Por haber sido una apasionada de las causas nobles, Loretta tuvo que pagar un alto precio… abandonó la facultad, lo que la llevó a dejar su casa porque sus padres no aprobaban el sueño que quería concretar, así dejó también un estilo de vida de familia de clase media alta. Lo que más enfurecía a la madre de Loretta era que su hija “preferida” no sólo no terminaba la carrera sino también perdía la posibilidad de un matrimonio “conveniente” con algún candidato elegido por ambos padres.

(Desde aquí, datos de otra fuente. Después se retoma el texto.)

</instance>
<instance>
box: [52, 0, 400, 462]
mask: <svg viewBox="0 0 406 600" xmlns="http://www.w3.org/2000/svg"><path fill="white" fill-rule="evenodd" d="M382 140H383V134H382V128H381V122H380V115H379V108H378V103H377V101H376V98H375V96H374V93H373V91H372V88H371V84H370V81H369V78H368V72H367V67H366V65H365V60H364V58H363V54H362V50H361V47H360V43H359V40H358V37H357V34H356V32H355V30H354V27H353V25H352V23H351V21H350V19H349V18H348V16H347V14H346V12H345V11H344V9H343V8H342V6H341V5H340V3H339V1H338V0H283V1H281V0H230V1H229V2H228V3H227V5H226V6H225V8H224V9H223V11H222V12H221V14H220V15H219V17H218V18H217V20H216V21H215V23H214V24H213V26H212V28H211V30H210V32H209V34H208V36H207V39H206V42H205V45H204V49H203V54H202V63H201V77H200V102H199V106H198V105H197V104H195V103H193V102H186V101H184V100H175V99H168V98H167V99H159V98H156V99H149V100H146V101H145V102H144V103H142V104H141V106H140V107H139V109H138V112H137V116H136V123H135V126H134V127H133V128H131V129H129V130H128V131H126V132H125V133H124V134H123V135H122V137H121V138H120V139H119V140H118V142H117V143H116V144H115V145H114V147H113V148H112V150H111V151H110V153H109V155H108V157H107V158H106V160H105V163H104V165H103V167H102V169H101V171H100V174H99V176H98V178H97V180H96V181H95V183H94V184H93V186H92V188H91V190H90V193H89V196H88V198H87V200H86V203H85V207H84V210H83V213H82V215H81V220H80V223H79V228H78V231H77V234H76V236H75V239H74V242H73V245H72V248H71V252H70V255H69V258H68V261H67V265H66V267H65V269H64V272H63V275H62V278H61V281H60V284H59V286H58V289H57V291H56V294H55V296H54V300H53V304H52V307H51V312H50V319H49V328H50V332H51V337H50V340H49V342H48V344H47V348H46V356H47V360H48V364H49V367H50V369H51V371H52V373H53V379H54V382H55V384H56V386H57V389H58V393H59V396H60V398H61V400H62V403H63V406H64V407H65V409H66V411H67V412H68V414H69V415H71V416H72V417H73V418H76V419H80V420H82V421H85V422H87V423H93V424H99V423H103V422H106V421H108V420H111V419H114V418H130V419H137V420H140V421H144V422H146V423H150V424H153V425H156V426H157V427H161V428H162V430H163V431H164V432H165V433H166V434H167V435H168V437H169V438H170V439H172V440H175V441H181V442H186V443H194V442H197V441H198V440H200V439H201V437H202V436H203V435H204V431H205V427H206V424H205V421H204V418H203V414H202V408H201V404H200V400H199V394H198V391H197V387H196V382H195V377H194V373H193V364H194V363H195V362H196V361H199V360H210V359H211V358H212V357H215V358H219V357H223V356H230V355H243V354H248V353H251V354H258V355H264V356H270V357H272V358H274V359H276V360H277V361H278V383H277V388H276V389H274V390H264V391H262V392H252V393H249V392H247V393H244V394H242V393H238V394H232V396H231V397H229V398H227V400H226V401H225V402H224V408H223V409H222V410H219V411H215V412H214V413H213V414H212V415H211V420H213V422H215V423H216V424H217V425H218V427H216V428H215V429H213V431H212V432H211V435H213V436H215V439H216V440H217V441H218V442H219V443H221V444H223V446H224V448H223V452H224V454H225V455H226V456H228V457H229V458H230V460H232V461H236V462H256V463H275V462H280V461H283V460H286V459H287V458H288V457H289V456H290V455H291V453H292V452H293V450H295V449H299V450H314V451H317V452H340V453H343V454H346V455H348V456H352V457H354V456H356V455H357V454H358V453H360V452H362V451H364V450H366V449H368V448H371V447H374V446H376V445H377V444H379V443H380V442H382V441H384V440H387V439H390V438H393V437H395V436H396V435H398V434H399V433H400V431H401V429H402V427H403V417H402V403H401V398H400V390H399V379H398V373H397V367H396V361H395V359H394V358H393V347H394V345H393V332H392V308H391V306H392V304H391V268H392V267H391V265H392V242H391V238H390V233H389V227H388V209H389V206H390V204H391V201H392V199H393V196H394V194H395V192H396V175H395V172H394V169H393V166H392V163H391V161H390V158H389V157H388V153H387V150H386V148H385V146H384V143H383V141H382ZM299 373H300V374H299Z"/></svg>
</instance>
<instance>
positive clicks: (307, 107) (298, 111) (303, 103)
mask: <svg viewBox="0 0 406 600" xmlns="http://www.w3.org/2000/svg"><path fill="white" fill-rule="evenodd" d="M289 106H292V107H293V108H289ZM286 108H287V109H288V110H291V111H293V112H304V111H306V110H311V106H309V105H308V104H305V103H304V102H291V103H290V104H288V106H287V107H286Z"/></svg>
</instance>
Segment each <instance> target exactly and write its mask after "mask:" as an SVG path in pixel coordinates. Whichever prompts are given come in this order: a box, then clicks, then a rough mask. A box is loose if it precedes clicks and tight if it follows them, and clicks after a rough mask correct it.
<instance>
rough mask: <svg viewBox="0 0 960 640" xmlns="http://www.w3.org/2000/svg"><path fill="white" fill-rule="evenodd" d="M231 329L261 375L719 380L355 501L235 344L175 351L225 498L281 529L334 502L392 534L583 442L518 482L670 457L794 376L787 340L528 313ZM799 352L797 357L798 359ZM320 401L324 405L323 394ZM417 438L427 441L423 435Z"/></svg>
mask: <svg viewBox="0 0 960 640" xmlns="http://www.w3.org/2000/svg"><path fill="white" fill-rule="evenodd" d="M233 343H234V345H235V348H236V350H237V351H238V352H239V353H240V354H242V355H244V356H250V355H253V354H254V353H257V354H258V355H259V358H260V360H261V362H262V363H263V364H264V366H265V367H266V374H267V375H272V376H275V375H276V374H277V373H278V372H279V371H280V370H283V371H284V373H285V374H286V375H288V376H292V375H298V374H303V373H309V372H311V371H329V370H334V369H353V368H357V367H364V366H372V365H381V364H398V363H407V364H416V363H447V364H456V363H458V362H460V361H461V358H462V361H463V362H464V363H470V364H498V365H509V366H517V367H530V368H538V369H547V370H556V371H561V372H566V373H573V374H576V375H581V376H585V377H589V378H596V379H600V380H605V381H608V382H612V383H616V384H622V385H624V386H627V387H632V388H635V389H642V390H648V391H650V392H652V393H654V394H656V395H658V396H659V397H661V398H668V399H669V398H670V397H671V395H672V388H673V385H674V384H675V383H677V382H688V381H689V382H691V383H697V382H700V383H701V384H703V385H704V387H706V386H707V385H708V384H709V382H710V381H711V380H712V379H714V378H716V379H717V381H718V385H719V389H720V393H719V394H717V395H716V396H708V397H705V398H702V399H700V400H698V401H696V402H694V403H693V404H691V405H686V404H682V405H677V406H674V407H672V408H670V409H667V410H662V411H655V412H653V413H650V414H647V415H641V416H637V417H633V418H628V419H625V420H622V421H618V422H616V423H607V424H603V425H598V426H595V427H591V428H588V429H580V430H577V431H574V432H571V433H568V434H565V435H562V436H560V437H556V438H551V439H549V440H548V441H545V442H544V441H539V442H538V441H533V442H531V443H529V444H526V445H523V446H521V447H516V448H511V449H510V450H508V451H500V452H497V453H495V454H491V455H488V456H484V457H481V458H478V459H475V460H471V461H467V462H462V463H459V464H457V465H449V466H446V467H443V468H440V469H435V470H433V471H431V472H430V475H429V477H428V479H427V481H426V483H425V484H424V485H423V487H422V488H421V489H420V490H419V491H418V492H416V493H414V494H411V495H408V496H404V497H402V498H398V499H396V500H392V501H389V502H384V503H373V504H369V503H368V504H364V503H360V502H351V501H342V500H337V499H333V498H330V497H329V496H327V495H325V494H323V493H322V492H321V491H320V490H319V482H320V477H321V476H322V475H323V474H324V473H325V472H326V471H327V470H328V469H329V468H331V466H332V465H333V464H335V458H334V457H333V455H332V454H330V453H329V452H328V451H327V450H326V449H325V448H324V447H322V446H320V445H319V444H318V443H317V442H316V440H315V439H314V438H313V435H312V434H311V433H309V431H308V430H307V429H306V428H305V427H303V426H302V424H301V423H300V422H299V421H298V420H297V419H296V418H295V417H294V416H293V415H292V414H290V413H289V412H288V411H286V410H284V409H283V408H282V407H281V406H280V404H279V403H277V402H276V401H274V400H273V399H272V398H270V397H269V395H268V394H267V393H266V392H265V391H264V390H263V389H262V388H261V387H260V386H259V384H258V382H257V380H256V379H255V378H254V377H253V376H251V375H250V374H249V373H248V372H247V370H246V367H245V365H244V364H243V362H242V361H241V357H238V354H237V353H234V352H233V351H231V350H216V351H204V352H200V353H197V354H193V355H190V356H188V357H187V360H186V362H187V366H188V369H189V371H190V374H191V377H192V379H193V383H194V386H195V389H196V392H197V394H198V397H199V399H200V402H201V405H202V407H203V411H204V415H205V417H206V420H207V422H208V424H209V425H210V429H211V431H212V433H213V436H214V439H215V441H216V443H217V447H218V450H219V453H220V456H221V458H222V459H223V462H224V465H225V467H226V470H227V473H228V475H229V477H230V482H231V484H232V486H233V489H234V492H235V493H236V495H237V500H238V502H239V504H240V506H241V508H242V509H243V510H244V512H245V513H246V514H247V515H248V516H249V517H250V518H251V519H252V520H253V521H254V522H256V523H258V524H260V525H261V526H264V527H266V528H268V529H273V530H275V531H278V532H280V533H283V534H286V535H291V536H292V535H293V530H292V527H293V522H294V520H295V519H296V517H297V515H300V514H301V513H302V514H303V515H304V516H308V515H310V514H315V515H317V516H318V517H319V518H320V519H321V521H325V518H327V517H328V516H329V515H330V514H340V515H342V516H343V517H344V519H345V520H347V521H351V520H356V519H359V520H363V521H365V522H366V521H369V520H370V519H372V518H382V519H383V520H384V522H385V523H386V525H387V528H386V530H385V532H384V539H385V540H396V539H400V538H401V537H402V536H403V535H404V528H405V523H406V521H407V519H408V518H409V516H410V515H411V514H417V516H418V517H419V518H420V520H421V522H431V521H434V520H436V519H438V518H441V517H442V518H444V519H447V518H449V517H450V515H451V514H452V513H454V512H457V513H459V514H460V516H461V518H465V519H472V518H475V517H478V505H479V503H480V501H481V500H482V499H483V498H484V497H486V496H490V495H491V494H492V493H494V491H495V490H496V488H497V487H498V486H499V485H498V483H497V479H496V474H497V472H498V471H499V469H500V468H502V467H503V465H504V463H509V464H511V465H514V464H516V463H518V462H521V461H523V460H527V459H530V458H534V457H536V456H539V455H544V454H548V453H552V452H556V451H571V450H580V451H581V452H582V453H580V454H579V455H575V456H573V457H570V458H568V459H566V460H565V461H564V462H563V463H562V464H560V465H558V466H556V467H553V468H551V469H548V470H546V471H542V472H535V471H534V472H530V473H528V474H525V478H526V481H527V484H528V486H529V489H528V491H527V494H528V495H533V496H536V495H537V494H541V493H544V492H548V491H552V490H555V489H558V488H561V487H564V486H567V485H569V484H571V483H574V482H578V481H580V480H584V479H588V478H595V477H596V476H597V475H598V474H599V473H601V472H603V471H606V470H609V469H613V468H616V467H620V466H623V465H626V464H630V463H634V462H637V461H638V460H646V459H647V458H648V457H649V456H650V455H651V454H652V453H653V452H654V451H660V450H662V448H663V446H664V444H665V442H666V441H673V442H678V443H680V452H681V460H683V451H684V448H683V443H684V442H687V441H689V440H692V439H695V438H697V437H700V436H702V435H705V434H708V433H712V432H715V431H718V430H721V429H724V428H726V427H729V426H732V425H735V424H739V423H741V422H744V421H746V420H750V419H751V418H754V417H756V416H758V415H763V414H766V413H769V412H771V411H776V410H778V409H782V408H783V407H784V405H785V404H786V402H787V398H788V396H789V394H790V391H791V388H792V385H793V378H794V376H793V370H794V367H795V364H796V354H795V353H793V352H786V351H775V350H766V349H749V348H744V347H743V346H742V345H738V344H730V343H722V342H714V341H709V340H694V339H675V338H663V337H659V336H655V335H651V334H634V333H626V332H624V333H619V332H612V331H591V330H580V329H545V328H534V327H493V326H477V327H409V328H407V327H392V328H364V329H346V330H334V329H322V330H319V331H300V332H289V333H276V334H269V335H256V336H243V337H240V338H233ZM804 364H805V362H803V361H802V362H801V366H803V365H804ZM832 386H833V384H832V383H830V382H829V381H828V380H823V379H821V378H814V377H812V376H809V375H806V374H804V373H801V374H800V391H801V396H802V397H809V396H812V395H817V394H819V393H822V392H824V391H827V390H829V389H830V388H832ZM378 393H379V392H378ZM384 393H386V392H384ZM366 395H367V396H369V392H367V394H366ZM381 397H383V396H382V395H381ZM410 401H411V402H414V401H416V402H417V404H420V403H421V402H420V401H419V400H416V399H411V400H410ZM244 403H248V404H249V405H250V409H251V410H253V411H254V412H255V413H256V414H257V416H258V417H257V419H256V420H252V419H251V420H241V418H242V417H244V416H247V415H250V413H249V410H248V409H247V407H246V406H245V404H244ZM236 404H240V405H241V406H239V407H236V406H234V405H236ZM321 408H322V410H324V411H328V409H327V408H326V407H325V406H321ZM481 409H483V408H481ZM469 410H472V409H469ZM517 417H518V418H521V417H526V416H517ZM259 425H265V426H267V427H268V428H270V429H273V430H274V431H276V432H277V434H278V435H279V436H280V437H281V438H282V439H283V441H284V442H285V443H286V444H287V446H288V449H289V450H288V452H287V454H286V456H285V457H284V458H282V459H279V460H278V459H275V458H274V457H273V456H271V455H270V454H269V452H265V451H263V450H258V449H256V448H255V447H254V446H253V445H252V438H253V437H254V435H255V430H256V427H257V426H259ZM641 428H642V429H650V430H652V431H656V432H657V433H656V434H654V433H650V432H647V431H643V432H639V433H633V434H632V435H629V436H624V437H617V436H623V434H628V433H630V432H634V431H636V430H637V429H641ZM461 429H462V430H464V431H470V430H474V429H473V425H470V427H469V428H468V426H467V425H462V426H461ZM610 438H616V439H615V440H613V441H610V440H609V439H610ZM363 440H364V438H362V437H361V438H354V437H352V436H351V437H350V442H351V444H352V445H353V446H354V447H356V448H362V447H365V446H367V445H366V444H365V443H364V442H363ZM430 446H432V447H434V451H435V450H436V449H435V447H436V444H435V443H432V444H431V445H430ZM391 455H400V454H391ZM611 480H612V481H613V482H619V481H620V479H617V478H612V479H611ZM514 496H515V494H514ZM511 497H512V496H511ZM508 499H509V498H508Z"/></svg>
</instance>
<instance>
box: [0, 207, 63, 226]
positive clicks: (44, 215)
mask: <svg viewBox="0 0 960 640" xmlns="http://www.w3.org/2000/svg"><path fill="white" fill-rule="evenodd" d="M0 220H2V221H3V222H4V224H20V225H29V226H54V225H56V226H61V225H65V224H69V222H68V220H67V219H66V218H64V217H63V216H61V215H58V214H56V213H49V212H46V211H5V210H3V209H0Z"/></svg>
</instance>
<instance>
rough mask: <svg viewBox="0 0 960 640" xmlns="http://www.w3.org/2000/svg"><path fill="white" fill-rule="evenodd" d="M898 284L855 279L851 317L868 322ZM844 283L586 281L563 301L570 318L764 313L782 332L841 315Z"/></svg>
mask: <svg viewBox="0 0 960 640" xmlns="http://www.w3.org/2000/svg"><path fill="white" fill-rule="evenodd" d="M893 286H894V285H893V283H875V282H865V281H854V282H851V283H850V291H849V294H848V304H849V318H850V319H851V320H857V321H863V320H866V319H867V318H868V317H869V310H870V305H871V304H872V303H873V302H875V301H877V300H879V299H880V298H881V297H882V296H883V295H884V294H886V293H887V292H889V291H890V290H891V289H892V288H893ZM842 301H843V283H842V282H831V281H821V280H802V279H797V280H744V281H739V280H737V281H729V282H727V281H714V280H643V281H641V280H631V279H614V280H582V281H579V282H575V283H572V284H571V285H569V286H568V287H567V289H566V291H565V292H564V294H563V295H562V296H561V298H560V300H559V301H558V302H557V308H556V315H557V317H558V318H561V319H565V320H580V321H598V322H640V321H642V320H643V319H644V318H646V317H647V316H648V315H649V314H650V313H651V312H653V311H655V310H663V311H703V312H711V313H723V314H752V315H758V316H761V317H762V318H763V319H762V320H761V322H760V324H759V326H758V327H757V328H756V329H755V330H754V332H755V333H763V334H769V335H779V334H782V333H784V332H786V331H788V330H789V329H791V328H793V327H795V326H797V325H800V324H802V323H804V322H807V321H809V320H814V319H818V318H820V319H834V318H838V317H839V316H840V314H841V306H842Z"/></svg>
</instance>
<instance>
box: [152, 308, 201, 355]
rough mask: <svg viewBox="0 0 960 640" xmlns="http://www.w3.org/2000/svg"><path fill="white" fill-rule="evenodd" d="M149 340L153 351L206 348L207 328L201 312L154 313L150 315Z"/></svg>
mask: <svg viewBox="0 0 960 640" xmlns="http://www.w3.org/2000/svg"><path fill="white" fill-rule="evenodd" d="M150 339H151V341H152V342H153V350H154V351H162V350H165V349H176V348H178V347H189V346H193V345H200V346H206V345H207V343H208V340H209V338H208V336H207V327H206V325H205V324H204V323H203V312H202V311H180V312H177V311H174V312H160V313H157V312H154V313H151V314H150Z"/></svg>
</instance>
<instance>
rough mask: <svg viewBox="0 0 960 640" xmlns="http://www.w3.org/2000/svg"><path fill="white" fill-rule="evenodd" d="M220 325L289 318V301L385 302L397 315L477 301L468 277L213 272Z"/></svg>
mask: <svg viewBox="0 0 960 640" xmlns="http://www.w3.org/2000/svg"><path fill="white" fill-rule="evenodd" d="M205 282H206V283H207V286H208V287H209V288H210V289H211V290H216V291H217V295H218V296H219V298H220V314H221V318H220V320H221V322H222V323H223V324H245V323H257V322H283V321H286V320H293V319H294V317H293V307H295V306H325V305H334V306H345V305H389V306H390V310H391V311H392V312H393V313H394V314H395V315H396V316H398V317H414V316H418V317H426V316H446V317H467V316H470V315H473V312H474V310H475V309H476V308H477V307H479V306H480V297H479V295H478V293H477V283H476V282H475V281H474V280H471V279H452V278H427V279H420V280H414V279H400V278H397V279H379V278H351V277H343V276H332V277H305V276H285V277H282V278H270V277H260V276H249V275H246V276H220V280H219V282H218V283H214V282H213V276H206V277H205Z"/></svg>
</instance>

Loretta no podía asimilar la medianía de la familia y la de esa pobre gente.
Los padres, enojados y sin poder comprenderla, le dieron solo migajas para que Loretta se pagase el pasaje hasta la reserva aborigen y la comida de un par de meses.
Nada la intimidó ni la acobardó: Loretta logró junto con la gente de la religión crear una salita de primeros auxilios.
Valieron la pena los meses de escasez de comida y de ropa adecuada.

El día de la inauguración, una multitud se acercó a participar de la bendición. La joven se emocionó no sólo por la concreción del sueño sino también por el afecto de aquella gente a la que no la unían lazos sanguíneos.
Un escalofrío que le recorrió el cuerpo la trajo de vuelta de tantos recuerdos, justo en ese instante el sacerdote terminaba la misa.
Ahora tenía sesenta años. Sus cabellos dorados ya era cenicientos y las inclemencias del clima le había dejado huellas a la piel de su rostro; todo su cuerpo dejaba notar una vida rústica, rudimentaria. Estaba viviendo sola en “Paso Verde”, el pueblito más cercano a la reserva, se mudó allí cuando se jubiló porque no podía irse más lejos. No quería hacerlo.
Periódicamente la familia de Loretta, tras pasar un tiempo y comprenderla, la iba a visitar o ella viajaba a la capital a verlos y así aprovechaba a recaudar donaciones para “la salita de la reserva”. “Porque de los afectos y las utopías nadie se jubila”, repetía Loretta una y otra vez.
Se fue de su casa conciente de esa mutación que con los años fue viviendo con la gente, el paisaje, la flora y la fauna. Para la gente hacía mucho que había dejado de ser “la gringa Loretta” para pasar a ser “la hermana Loretta”.
Quien se resistía a llamarla así era Guaimbé el hermano del jefe de la reserva, porque él la amaba desde el primer día que la conoció, la amó en silencio y, ya cansado de esperar, se le declaró cantándole todos los años que había esperado de ella un gesto, una mirada, algo que fuera una señal para él, pero nunca se había dado.
Entre sorprendida y confundida, y hasta con un gesto risueño en su rostro, Loretta le dijo que ya los años se le habían vencido para el amor, que era vieja y su único amor seguía siendo “su causa”.
Guaimbé, un hombre rudo, enceguecido por el rechazo de su amada, tomó una cuchilla de la mesa de la cocina de Loretta y se la clavó en el pecho tantas veces como en su mente le retumbara el no de Loretta.